How do we tell the difference between gut instinct or intuition, and anxiety?
How do we know if we're jumping to conclusions, or if we really need to pay attention to what our gut is telling us?
Catherine Pittman from Saint Mary's College likes to validate anxiety by pointing out that 'we are the descendants of the scared people.' Without anxiety, we might not have chosen to run from the sabretooth tiger and become a tasty snack! In modern times, if we didn't have anxiety, we wouldn't study for tests, prep for job interviews, or do relationship repair with someone we love.
Where am I going with this?
Gut instinct and anxiety bleed over into one another. Part of the function of anxiety is protection, and that's also typically the purpose of gut instinct. As such, it can be really difficult to tell where one starts and the other begins.

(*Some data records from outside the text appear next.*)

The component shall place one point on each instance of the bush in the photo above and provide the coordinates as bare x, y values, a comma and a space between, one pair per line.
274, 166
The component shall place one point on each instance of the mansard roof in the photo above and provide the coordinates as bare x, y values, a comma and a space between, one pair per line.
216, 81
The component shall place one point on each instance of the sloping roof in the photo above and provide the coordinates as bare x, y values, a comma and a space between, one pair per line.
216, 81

If you think of anxiety and intuition as if they were people, anxiety would be the one that's loud, demanding, and constantly up in your face about everything. It's the friend that wears loud colors, is overdramatic, and exaggerates what's actually going on to get your attention. Sometimes that anxiety is spot on, just like the loud friend, and actually gives us good advice but generally we need to use a critical eye when we listen to what our loud friend is telling us.
Intuition is the quiet one that hangs back and often yields the stage. You know it's present, but anxiety can distract from intuition. This is the gal that is wise beyond her years, doesn't need your attention all the time but is always there for you when you call in the middle of the night, and makes you feel good about your decisions.
Have you ever been out with your friends and your loud friend wants to go there, do this, but what about that? We can't do this because XYZ. What if that? You nod to your loud friend and look at your quiet friend in the rearview mirror, that's sitting quietly in the backseat. She's been catching your eye for the past few minutes and you know she's got something she wants to say.
"What do you think, Intuition? We've got all these options."
Intuition, ever subtle, replies back.
"Those are good points, but we keep ignoring this one thing."
Sometimes we end up getting caught up with our loud friend and disregarding what Intuition says. Sometimes we need to step back, telling Anxiety to shut up a minute, and weigh everything everyone has told us.
In DBT speak, this is called Wise Mind. In third-wave CBT, it's related back to generally being mindful and getting in touch and just paying attention to what's going on for your internally. Listening to the internal conversations you have with yourself. Looking for patterns.
Bustle has a great article on the differences between our loud and quiet friends. They also discuss how to honor and listen to our quiet friend.
When have you ignored your quiet friend? When is a time that your quiet friend has been spot on?